Checks/CONSUMER_005

NATS Consumer Sequence Ahead of Stream Sequence: Causes and Fixes

Severity
Critical
Category
Consistency
Applies to
Consumer
Check ID
CONSUMER_005
Detection threshold
consumer last delivered sequence exceeds the stream's last sequence

A consumer whose delivered sequence is ahead of the stream’s last sequence is waiting for messages that don’t exist yet — and may never exist at the expected sequence numbers. This paradoxical state occurs when the stream’s sequence space contracts or resets while the consumer’s cursor remains at its previous position. The consumer has “seen the future” that the stream no longer has, and it won’t deliver any new messages until the stream’s last sequence catches up to the consumer’s position. In practice, this means the consumer is silently stuck.

Why this matters

Like CONSUMER_004 (delivered below first sequence), this failure mode is silent and persistent. The consumer exists, its subscription is active, and basic health checks pass. But no messages are delivered because the consumer is waiting for a sequence number the stream hasn’t reached.

The danger is proportional to how far ahead the consumer is. If the consumer’s delivered sequence is 500,000 and the stream’s last sequence is 100,000, the consumer won’t process anything until 400,000 new messages are published — assuming the stream even uses sequential numbering after the event that caused the mismatch. In many cases, the stream was rebuilt or migrated, and its sequence numbering started fresh. The consumer will wait forever.

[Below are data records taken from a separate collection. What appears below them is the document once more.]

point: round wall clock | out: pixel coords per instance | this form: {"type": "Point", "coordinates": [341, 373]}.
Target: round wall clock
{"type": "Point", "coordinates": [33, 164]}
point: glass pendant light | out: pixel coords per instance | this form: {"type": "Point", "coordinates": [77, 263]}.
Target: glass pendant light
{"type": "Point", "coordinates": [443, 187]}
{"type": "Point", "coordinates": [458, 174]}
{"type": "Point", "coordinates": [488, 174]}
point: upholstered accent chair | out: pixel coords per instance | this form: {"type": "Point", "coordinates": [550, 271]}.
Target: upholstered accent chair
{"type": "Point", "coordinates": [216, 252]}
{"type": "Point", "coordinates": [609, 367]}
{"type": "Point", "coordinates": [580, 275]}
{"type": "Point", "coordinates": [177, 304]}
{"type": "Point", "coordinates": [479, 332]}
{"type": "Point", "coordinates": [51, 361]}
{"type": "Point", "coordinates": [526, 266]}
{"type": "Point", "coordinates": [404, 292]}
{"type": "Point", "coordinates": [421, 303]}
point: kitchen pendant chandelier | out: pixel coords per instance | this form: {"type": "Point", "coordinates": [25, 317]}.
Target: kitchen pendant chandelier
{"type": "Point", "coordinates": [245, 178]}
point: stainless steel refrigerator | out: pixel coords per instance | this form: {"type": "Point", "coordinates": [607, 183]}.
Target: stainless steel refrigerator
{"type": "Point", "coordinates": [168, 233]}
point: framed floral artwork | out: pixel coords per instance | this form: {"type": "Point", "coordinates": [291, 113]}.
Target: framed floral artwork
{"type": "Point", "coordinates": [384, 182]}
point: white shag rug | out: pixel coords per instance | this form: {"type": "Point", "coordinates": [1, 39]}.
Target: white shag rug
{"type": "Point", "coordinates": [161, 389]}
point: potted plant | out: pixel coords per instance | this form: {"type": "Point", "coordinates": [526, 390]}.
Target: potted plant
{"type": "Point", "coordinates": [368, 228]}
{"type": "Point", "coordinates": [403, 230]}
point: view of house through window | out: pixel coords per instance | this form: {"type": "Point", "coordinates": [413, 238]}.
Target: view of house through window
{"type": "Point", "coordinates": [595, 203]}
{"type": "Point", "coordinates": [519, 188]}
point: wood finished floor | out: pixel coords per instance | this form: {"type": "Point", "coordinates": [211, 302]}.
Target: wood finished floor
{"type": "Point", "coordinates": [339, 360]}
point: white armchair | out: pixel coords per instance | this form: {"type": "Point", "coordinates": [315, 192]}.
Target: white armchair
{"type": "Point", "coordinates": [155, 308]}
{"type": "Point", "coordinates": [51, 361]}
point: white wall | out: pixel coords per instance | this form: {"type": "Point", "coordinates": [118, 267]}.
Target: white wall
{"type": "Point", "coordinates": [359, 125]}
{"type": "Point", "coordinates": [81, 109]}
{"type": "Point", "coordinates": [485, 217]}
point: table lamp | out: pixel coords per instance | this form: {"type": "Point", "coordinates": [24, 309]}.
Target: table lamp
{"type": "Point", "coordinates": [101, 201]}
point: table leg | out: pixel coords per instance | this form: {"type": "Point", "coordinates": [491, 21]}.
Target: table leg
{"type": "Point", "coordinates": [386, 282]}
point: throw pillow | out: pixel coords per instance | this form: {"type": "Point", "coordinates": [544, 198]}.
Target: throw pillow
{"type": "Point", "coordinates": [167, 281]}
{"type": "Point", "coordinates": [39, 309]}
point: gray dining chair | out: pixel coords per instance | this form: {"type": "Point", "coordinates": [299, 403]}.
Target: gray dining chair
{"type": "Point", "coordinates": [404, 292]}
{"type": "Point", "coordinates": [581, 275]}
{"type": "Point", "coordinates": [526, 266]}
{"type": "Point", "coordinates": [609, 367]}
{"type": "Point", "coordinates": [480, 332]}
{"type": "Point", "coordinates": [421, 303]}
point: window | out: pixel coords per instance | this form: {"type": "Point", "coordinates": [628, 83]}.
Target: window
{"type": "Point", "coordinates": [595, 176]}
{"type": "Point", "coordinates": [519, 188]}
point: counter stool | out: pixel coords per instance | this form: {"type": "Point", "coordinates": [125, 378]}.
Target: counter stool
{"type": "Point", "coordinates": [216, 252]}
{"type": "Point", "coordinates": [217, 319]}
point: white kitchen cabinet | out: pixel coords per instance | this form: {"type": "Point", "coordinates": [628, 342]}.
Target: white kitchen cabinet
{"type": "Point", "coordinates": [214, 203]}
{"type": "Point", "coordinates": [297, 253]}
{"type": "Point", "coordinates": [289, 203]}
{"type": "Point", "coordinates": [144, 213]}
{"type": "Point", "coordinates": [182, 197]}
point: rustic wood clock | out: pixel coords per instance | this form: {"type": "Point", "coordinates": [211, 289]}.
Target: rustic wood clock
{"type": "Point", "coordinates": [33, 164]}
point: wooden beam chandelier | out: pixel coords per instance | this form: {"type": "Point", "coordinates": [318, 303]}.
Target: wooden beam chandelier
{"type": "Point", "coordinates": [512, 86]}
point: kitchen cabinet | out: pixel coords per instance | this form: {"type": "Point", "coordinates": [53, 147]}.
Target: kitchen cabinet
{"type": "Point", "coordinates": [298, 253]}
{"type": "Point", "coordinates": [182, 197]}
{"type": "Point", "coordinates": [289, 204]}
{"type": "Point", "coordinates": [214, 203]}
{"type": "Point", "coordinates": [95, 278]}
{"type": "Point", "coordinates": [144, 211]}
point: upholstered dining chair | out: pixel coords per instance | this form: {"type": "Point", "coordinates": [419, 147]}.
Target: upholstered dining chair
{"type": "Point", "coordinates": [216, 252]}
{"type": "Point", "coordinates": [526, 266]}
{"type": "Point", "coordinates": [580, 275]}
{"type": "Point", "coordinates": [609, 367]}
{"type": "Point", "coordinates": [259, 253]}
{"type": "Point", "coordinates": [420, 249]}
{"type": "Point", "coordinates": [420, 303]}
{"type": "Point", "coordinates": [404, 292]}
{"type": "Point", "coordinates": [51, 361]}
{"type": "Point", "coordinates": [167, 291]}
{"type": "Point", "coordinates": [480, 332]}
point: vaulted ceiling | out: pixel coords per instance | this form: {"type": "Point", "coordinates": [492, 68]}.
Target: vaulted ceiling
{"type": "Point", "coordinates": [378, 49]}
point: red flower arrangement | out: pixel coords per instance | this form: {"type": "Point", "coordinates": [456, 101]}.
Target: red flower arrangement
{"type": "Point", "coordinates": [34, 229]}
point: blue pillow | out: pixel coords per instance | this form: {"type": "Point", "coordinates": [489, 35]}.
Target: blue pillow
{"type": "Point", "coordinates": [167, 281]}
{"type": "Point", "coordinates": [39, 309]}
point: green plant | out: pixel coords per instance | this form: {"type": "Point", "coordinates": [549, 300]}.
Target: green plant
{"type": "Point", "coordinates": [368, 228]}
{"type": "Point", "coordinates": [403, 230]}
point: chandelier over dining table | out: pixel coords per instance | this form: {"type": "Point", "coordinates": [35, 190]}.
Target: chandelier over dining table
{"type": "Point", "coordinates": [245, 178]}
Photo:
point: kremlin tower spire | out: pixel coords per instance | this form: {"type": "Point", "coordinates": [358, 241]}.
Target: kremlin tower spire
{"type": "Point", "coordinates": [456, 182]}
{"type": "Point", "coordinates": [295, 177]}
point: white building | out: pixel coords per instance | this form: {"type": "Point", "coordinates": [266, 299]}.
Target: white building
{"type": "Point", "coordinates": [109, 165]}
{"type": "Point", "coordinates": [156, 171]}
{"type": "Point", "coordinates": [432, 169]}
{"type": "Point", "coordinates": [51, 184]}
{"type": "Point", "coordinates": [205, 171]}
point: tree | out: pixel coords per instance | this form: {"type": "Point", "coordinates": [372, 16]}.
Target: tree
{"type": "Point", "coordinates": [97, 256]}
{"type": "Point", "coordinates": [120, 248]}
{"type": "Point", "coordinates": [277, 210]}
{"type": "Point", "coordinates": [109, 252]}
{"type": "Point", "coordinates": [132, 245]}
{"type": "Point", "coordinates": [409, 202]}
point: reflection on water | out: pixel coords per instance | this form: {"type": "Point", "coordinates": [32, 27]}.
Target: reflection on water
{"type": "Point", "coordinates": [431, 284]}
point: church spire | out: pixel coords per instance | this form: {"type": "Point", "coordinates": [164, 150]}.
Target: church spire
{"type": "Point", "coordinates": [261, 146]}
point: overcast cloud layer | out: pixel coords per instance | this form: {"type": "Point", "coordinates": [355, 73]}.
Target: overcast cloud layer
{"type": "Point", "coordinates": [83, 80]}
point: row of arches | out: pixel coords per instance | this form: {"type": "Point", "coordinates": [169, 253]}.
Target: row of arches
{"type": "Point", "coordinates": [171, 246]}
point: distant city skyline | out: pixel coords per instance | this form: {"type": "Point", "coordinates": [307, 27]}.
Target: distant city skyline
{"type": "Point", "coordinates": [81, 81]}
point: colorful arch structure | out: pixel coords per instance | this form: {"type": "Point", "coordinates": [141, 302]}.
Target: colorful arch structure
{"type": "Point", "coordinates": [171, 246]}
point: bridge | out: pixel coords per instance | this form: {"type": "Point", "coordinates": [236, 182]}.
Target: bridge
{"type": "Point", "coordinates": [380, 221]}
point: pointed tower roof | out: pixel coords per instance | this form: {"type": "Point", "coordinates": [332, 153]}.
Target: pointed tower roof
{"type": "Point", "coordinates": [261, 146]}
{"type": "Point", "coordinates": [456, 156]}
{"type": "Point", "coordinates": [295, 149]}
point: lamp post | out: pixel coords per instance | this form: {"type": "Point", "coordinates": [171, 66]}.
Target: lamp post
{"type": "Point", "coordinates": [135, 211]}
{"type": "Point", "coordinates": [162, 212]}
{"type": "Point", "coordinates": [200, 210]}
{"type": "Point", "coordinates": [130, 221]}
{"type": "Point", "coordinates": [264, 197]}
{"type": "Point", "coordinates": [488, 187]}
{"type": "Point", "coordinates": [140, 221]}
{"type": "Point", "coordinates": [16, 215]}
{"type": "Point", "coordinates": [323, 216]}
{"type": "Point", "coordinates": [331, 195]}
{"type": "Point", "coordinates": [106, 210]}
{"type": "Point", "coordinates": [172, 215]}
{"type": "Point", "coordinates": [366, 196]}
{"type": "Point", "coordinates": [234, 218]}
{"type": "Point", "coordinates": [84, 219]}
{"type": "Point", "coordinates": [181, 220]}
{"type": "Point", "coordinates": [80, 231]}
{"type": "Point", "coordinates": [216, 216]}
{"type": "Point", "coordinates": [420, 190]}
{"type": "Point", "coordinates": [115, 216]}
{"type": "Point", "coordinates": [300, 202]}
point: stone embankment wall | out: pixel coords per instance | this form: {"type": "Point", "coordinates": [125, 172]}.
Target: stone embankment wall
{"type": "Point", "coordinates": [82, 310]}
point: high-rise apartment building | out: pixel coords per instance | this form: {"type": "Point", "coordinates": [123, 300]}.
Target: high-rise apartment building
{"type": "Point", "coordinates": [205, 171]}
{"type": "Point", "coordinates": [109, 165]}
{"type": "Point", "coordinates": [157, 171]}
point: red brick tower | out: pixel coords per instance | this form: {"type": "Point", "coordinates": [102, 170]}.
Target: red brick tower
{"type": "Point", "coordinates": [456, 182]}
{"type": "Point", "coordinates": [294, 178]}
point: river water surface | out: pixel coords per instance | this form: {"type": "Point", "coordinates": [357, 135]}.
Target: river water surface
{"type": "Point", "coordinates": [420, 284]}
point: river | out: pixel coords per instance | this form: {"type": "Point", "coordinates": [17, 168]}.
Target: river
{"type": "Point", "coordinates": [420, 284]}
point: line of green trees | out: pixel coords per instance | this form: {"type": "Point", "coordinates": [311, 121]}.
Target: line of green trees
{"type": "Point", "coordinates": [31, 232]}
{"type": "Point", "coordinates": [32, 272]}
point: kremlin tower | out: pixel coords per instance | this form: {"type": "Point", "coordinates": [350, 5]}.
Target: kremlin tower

This state also creates a misleading picture for monitoring. The consumer reports zero num_pending (since from its perspective, there are no new messages), and zero num_ack_pending. An operator glancing at dashboards sees a consumer with no backlog and assumes everything is healthy. Meanwhile, the stream is accumulating messages that no consumer is processing. The gap between “looks healthy” and “is healthy” makes this one of the hardest consumer failures to detect without explicit sequence comparison.

Common causes

  • Stream migration or movement across clusters. When a stream is moved to a different cluster — via mirror, source, or backup/restore — the new stream typically starts with a fresh sequence space. Consumers that existed on the original stream retain their old delivered positions, which are now far ahead of the new stream’s sequence range.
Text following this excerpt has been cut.